Things are going well, for the most part. But, I still think there is something wrong with him. I still think he doesn't feel whatever connection with me that he is looking for.

Dinner was nice. We got there early and had drinks in front of the fire. That was really nice. Then we moved to our table. Dinner was good. Conversation was light. Mostly about work, the kids, and other misc stuff. No R talk. Although, I did mention to him that it was nice when he stopped by with coffee the other day. Then he said that he was in the area to pick up his dry cleaning (hmmm.. and I thought he made a special trip to see us). Anyway, I'm trying to thank him for the little things that I'm noticing that he's doing.

The kids slept at my parents last night. When we came home, we watched TV in bed, then I fell asleep (too much wine). I'm trying to show him affection without going overboard. Meaning, at times during the night, I roll over and put my arms aroudn him. Then after a little while, I roll the other direction. Then he comes over my way sometimes, etc...

This morning, when he left, I kissed him and hugged him and said ILY. Then he left for San Diego until Friday night.

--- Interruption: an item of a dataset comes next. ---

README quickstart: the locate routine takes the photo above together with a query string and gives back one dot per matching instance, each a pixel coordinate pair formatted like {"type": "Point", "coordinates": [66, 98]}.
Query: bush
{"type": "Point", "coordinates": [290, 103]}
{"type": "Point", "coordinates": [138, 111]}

I still think he's struggling. Yes, things seem to be stabilizing, but we are by no means out of teh woods. I find myslef worrying about him on this business trip. OW won't be there, THANK GOD, but there will be young, attractive women there. And neither of us are wearing our wedding rings. And after what has happened this past year, I find myself worrying about what he does when he's away. I can't help it.

The good news (I HOPE), is that while he is out there, he will be interviewing for the in-house position. I have done a lot to prep him for it. I wrote up some taklign points for him (he has trouble interviewing and I'm good at it, so I usually help him with this type of stuff). I pray to GOD that he gets it. Not only will it mean no more working with OW, but it will also give him the structure he so desperately needs. Money will be less, but money isn't everything.

I am looking forward to some time alone. And I need to force myself not to think/worry about what he is doing there. I'm sure there will be lots of drinking going on. That's what worries me the most.

Anyway, that's for all the great support.